London math-pop quartet Quadrilles first came on my radar in 2015 with their last release Isotopes, and their new full-length Amuse Bouche is an impressive step forward by the band. Their songwriting has matured greatly and this album is full of lush textures and melodies combined with intertwining rhythms and harmonies that create dense arrangements and a band that is firmly outside the box of whatever you would assume a math-pop band would sound like. On first listen to Amuse Bouche I couldn’t help, but feel a sense of invitation, and the music is very inviting and welcoming in a way that I feel very few contemporary ‘math’ bands can or try to pull off. The Quadrille was an European style of dance that originated in France and peaked in popularity in the 18th and 19th centuries and is similar to the American Square Dance. I don’t know if the band had the dance in mind when songwriting, but the jubilant and bouncy melodies found in Quadrilles songs fit well for a band named after a complexly coordinated, yet fun and inviting dance.

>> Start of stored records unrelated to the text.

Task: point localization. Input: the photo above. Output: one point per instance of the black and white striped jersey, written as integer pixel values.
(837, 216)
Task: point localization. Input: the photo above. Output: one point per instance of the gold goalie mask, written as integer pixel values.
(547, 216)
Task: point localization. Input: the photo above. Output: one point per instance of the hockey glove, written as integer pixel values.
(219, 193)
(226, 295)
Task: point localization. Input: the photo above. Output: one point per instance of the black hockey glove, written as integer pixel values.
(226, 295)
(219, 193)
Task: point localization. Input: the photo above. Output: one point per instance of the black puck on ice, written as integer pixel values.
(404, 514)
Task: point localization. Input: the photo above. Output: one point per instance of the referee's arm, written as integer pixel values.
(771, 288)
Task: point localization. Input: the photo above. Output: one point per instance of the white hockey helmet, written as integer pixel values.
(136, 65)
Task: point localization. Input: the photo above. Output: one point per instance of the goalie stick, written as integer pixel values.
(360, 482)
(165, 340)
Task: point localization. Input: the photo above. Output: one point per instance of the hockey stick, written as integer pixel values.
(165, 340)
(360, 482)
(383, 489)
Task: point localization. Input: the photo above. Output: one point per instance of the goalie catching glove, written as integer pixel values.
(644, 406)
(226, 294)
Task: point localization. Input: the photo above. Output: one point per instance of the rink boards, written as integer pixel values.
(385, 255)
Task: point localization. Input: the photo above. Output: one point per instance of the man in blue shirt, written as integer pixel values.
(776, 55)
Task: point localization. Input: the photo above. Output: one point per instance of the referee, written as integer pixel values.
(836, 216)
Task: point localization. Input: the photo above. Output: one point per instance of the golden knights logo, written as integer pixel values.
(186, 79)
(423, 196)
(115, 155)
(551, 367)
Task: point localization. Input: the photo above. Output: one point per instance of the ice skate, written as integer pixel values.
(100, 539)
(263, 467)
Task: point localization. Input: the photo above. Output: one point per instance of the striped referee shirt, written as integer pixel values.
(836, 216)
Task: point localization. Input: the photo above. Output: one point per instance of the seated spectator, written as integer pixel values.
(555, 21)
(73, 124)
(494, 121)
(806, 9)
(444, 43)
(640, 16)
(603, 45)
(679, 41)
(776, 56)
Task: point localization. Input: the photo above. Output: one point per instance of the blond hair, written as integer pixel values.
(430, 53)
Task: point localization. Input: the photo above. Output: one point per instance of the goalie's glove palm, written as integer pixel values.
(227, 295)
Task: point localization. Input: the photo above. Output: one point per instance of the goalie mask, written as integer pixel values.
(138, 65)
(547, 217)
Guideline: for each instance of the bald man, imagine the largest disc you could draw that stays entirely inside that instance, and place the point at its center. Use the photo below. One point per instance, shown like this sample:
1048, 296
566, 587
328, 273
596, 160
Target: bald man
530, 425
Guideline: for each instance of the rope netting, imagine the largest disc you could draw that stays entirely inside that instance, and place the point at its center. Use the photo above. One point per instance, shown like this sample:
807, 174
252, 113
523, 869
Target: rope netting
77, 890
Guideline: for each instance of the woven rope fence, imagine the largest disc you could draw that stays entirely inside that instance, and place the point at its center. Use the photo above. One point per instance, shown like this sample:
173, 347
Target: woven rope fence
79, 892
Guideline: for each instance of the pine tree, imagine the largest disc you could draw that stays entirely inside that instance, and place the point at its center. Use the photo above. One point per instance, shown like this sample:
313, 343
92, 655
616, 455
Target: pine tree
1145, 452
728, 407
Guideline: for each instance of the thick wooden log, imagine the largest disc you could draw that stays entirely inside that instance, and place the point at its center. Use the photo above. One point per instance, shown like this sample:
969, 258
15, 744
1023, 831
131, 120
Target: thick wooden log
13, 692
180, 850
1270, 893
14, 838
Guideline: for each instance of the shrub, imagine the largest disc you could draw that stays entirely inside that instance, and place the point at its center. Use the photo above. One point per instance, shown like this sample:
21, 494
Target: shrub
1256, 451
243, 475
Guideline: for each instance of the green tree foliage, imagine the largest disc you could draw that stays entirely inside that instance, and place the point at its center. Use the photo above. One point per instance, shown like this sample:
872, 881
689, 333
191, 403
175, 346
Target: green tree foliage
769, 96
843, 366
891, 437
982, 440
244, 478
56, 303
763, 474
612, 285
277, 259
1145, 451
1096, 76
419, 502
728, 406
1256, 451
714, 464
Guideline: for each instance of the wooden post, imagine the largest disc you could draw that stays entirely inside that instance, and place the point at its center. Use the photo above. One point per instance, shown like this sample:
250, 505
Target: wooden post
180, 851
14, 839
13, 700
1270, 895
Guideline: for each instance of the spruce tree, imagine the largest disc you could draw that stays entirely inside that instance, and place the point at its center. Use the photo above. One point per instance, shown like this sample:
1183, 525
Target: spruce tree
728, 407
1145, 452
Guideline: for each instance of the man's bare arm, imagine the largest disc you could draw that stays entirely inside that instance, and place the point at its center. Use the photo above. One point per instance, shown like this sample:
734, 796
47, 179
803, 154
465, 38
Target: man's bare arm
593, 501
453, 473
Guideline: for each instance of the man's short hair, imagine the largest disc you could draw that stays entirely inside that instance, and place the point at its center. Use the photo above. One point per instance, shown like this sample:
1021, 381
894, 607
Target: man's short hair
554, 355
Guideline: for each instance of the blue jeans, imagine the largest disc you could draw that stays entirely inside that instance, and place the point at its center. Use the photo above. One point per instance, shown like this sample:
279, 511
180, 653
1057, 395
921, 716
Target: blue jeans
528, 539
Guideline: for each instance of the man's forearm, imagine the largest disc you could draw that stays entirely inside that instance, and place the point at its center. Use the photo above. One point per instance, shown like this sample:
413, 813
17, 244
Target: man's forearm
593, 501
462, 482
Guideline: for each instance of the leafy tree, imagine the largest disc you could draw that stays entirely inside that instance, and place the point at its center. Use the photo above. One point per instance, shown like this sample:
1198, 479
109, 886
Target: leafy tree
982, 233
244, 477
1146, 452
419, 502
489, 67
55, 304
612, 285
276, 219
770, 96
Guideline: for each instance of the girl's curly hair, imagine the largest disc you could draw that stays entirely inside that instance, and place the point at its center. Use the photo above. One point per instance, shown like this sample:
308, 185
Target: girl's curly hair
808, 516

After a very short intro short or wake up call to the listener the band doesn’t mess around and ‘£15 Dinners’ is a really catchy tune that incorporates a wide plethora of influences and great back and forth guitar work between Luke Barber and Ken Chu. Luke Barber’s vocals are powerful throughout the album and quite unique sounding. I think a key element to the openness and inviting feeling of the music comes from Luke’s vocals that kind of guide you and lead you around the twists and turns the music takes in every song.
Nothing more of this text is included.